Emphasizing the real-world applications of the concepts I teach, I draw learning material from diverse sources, including videos, newspaper articles, industry and academic texts, primary sources, reports from international organizations, and “great works.”  One way in which I attempt to help students bridge their perceived academia-reality gap is through case studies.  Another is by pairing student groups with clients in the professional world whose “development challenges” posed at the start of the semester form the basis for student research, innovation, and design throughout the next 15 weeks as they work in teams to design solutions (in the form of development projects) to address those challenges (PBL in action).  Yet another way in which I strive to make classroom learning as practical as possible is by assigning assessments—“deliverables”—of the sort that students might be asked to do in a professional capacity in government or development work:  memos, conflict maps, issue briefs, stakeholder analyses, problem analyses, results-based frameworks, concept notes, professional “pitches,” and so on.

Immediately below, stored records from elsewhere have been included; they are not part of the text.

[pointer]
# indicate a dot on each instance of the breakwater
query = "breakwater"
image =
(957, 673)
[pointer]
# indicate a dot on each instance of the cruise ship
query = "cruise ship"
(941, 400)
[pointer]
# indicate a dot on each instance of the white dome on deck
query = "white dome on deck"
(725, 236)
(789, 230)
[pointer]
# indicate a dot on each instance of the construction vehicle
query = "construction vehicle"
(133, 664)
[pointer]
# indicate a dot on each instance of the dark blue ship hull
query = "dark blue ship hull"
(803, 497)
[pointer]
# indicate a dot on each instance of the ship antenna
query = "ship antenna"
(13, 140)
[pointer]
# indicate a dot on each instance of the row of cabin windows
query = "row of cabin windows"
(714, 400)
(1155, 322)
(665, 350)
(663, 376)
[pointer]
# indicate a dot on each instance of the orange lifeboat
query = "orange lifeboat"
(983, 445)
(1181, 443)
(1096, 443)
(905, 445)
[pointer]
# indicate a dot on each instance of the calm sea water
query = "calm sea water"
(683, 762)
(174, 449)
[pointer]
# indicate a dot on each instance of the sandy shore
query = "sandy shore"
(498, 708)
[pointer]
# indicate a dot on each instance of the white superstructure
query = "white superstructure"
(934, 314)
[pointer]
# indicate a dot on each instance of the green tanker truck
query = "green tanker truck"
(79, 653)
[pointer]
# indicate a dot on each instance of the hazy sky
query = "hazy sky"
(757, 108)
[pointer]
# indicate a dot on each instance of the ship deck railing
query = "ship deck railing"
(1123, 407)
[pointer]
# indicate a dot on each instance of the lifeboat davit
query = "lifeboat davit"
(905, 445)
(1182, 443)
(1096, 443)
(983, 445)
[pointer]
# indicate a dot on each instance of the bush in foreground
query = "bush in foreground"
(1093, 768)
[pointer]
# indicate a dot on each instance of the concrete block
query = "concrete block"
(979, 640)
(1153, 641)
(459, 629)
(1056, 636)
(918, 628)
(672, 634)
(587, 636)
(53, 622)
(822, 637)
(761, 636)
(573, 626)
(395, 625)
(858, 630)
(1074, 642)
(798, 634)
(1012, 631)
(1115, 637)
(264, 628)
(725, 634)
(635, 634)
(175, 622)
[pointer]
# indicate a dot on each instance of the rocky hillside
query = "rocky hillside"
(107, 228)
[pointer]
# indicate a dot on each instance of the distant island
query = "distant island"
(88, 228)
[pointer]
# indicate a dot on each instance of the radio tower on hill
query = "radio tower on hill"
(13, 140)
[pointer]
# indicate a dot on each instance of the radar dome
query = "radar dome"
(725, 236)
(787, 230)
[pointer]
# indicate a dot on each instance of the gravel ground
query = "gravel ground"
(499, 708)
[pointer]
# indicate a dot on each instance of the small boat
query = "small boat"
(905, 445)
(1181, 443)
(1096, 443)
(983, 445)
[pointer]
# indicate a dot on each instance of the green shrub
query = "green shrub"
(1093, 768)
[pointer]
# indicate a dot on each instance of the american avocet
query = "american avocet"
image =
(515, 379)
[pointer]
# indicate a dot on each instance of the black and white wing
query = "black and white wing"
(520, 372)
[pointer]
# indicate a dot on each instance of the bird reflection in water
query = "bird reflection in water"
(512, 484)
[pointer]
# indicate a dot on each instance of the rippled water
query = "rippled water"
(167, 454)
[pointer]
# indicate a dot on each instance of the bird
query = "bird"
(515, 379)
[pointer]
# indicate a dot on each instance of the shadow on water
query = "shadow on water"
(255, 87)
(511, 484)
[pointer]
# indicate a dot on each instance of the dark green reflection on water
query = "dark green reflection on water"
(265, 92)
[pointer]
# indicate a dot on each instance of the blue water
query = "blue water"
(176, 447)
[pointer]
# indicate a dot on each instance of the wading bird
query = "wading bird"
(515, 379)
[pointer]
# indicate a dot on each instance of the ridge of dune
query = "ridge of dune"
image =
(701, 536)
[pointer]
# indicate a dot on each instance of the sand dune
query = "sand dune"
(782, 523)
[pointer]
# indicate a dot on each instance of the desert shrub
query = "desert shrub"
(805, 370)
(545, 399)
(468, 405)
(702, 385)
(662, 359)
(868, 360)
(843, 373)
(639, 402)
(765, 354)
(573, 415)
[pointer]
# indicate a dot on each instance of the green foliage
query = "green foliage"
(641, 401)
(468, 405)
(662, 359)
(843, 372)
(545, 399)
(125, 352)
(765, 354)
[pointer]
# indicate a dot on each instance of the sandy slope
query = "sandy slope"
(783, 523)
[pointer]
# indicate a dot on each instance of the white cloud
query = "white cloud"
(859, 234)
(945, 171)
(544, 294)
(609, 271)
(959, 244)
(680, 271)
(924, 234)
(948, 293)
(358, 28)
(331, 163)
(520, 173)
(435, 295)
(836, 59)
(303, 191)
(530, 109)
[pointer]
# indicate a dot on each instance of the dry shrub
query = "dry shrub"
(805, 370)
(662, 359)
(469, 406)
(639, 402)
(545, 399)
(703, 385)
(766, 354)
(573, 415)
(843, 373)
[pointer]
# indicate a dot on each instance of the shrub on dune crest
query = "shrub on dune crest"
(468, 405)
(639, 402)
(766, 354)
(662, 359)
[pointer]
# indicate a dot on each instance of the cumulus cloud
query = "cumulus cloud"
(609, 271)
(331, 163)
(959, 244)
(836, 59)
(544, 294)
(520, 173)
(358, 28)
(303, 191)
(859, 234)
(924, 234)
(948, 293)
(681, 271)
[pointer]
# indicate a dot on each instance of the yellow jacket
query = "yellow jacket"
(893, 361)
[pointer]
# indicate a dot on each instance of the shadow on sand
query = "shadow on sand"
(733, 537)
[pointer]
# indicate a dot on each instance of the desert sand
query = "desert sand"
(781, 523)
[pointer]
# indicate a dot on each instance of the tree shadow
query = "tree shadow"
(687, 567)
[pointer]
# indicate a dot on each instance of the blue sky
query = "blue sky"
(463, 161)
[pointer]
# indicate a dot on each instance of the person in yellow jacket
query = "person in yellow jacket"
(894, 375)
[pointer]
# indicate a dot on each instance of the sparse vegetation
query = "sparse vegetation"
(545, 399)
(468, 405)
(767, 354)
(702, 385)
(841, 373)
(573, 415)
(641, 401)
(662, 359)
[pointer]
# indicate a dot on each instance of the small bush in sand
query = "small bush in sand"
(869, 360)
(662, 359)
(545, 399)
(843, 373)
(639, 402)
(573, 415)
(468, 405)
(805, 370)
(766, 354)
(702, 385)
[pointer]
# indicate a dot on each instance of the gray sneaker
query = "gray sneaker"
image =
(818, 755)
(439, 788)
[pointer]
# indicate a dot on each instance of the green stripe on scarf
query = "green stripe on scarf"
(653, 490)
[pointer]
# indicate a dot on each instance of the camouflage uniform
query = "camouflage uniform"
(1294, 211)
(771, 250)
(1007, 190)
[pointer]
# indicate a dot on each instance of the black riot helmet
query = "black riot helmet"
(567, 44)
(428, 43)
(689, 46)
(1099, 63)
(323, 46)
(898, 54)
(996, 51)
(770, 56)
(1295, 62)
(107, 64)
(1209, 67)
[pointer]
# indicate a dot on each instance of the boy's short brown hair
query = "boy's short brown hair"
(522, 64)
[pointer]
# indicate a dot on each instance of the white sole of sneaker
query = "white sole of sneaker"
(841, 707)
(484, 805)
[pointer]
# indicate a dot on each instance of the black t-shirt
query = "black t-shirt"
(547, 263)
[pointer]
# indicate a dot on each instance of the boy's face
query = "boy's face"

The atmosphere of respectful deliberation for which I strive, while sometimes hard to achieve, pays off as students grow comfortable with discussing difficult topics and feel empowered to share their views and think for themselves, even (as I encourage) to challenge me.  When asked what worked well in the course, one student said:  “Stacy as a discussion facilitator—it made talking easy and helped other people express their opinions to me.”  These skills help students to grow not only intellectually, but personally, as citizens.  Because of the importance I place on this outcome, I have been especially gratified—touched, actually—by the several students who have thanked me “for the investment you have put to make me a greater student and ultimately a better citizen” and for having “shaped me to be a better individual than when I first entered the program” (student emails).